I am not a goody girl scout or nothin, I just think this is common courtesy. If someone is in some way disabled (blind, broken leg, etc) or carrying a child (either in arms or in belly) I offer the same courtesy. I think it is just a nice thing to do. When has something so simple become such an inconvenience?
Today in class:
We are discussing diversity and culture. Today we had to get into groups and mention one thing about any religion. One simple thing, that’s it. I suggested Catholics and confession. I think it is good for people to learn that different religions/cultures/etc have different values/morals/ethics/etc. I do think it is a bit sad that at a college level you need a class to tell you this. I learned this lesson as a kid. I once said I liked k.d. lang’s music but thought she was odd for “kissing” girls. My oldest brother smacked me on the back of my head and told me who she kissed was none of my business. Lesson learned.
Anyways my partner decided instead of talking about Catholics and such she would discuss how Judaism is the mother of all religions and how they all follow the principles of Jesus Christ as our savior. GREAT!!!! At this point I realize our group just failed it’s mission and I must distance myself from this mad man-lady. I simply state that she made a bold statement that not everyone might believe. Fair enough. But then she states that Jesus Christ IS our savior, and asks if I can at least acknowledge that. I told her I would do no such thing because my personal beliefs do not matter, the point being not everyone will believe Jesus is our savior. Again, fair play. Finally she asks me how I can argue with historical facts. HISTORICAL FACTS! (Yes, she repeated that twice emphasizing the words the second time just in case English is my second language and I do not understand the importance of the words historical and facts, both meaning ‘I am right and you can not argue with me’).
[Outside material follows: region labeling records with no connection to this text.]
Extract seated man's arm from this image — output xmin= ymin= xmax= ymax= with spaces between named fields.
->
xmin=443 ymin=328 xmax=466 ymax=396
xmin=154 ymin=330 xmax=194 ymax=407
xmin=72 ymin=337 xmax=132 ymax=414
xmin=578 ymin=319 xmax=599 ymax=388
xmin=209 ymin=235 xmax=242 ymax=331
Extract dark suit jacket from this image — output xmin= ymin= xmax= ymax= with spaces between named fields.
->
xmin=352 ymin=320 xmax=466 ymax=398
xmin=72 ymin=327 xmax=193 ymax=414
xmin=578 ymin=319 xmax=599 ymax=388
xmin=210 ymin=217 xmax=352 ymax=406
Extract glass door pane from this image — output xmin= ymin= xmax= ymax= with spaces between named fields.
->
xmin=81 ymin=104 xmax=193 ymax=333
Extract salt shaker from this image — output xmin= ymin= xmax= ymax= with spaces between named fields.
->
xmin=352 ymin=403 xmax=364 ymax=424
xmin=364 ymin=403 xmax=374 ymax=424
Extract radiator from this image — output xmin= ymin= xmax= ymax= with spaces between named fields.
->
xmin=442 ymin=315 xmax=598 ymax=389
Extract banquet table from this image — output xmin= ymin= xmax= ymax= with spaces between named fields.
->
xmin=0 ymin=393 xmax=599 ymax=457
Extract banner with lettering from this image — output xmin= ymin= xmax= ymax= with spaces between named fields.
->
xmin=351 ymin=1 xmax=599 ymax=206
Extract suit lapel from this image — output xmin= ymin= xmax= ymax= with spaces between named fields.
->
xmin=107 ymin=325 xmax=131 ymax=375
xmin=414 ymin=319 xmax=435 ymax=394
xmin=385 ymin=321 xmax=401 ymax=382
Anyway, this discussion lasted much longer than it should have and maybe I was in the wrong for spending 15 minutes arguing with a lady in her 60’s in front of 80 people. Perhaps I should have respected that she likes making bold statements, maybe that’s part of her culture. Maybe there is a lesson we both should learn.
I love pickles. A lot. Here is a little secret I rarely share. Not too long ago, while hanging out with Ryan, your dear friend Shalome ate a whole jar of pickles. To herself. In one night. A whole jar.
I love pickles so much I decided to make my own. There is never enough pickle spices in a jar for my taste.
The pickle preserving process is much easier than I imagined. There is no cooking prior to jarring. Just boil the liquids and add them to all the greatness in the jars. I used an online video instead of my handy book of preserving so I was nervous. One problem I faced was getting the jars to properly seal. After a long steaming process they closed but I am still a bit wary. Lets wait till it’s test time.
I ended up with six jars of these things, a few I will surely pawn off on Amie. So far I am proud of all my jarring/canning/preserving success.